Besonders im Frühsommer, wenn die Almwiesen in voller Blüte stehen, zeigt diese Tour ihre ganze Pracht. Der Kontrast zwischen den sanften, grünen Almböden und den schroffen Felswänden im Hintergrund macht den besonderen Reiz dieser Wanderung aus. Zudem bietet die Route zahlreiche Möglichkeiten, die alpine Flora und Fauna zu beobachten – Gämsen sind hier keine Seltenheit und mit etwas Glück kann man sogar Steinadler am Himmel kreisen sehen.

Praktische Tipps für deinen Besuch im Gesäuse

Die beste Wanderzeit im Gesäuse liegt zwischen Mai und Oktober. In den Hochlagen kann allerdings bis in den Juni hinein noch Schnee liegen, und ab Mitte September ist in den höheren Regionen bereits wieder mit ersten Schneefällen zu rechnen. Der Juli und August bieten die stabilsten Wetterverhältnisse, sind aber auch die Monate mit den meisten Besuchern.

Das Wetter im Gesäuse kann tückisch sein – Gewitter bilden sich hier oft überraschend schnell und können in den Bergen lebensgefährlich werden. Eine gute Wettervorhersage ist daher unerlässlich, genauso wie eine angemessene Ausrüstung. Selbst im Hochsommer kann es in den Gipfelregionen empfindlich kalt werden, weshalb warme Kleidung, Regenschutz und ausreichend Proviant in keinem Rucksack fehlen sollten.

Als Basislager für Wanderungen eignen sich besonders die Orte Admont, Johnsbach oder Gstatterboden. In Admont lohnt sich übrigens ein Besuch des Benediktinerstifts mit seiner weltberühmten Bibliothek – ein kulturelles Highlight, das einen schönen Kontrast zum Naturerlebnis bildet. Das Nationalpark-Zentrum in Weng bietet interessante Ausstellungen zur Natur- und Kulturgeschichte des Gesäuses und ist ein guter Startpunkt, um sich über aktuelle Wegverhältnisse zu informieren.

Die Anreise ins Gesäuse erfolgt am besten mit der Bahn bis Admont oder mit dem Auto über die Gesäusestraße (B146). Von Wien aus ist das Gebiet in etwa drei Stunden erreichbar, von Graz aus in knapp zwei Stunden. Innerhalb des Nationalparks verkehren im Sommer Wanderbusse, die verschiedene Ausgangspunkte für Touren anfahren – eine umweltfreundliche Alternative zum eigenen Fahrzeug.

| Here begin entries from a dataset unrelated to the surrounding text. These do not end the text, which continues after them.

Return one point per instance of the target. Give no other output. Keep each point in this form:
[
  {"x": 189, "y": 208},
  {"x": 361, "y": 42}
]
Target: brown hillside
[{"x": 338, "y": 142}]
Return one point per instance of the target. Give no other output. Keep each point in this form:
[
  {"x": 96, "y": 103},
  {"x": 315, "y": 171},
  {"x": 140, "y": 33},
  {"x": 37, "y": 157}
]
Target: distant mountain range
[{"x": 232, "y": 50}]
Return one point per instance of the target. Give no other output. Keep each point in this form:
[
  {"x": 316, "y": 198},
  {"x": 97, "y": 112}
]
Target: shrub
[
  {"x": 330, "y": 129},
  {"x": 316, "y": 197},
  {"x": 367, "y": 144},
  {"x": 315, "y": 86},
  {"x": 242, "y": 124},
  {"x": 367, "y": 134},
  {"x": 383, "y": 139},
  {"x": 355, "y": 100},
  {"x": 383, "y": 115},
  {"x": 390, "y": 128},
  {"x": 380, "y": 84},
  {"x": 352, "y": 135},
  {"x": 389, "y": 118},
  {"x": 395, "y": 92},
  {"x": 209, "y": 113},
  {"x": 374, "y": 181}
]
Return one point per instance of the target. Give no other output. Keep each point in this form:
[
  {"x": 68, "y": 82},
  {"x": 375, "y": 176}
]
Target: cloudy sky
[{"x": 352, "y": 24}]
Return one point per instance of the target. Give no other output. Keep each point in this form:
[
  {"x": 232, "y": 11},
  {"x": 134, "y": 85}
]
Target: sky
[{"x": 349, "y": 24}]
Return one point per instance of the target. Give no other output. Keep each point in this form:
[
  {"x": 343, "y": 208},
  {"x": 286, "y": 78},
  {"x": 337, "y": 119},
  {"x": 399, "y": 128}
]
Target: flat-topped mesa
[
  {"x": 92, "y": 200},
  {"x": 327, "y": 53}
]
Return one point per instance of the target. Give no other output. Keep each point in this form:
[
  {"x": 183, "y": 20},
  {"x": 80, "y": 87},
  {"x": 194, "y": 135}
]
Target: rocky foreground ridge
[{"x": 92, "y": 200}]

Bei der Tourenplanung sollte man die eigenen Fähigkeiten realistisch einschätzen. Was anderswo als "mittelschwer" gilt, kann im Gesäuse durchaus anspruchsvoll sein. Die alpinen Touren erfordern Trittsicherheit, Schwindelfreiheit und Erfahrung im Umgang mit Klettersteigsets. Für Einsteiger empfiehlt sich eine Führung durch einen der Nationalpark-Ranger oder einen lokalen Bergführer – so lernt man nicht nur die sichersten Wege kennen, sondern erfährt auch viel Wissenswertes über die Natur und Geschichte der Region.

Das ungebändigte Naturerlebnis

Was das Gesäuse von vielen anderen Wandergebieten unterscheidet, ist sein rauer, ungeschliffener Charakter. Hier wurde die Natur nicht für den Tourismus zurechtgestutzt – sie zeigt sich in ihrer ursprünglichen, manchmal auch unbequemen Form. Genau das ist es, was Naturliebhaber an diesem Flecken Erde so schätzen.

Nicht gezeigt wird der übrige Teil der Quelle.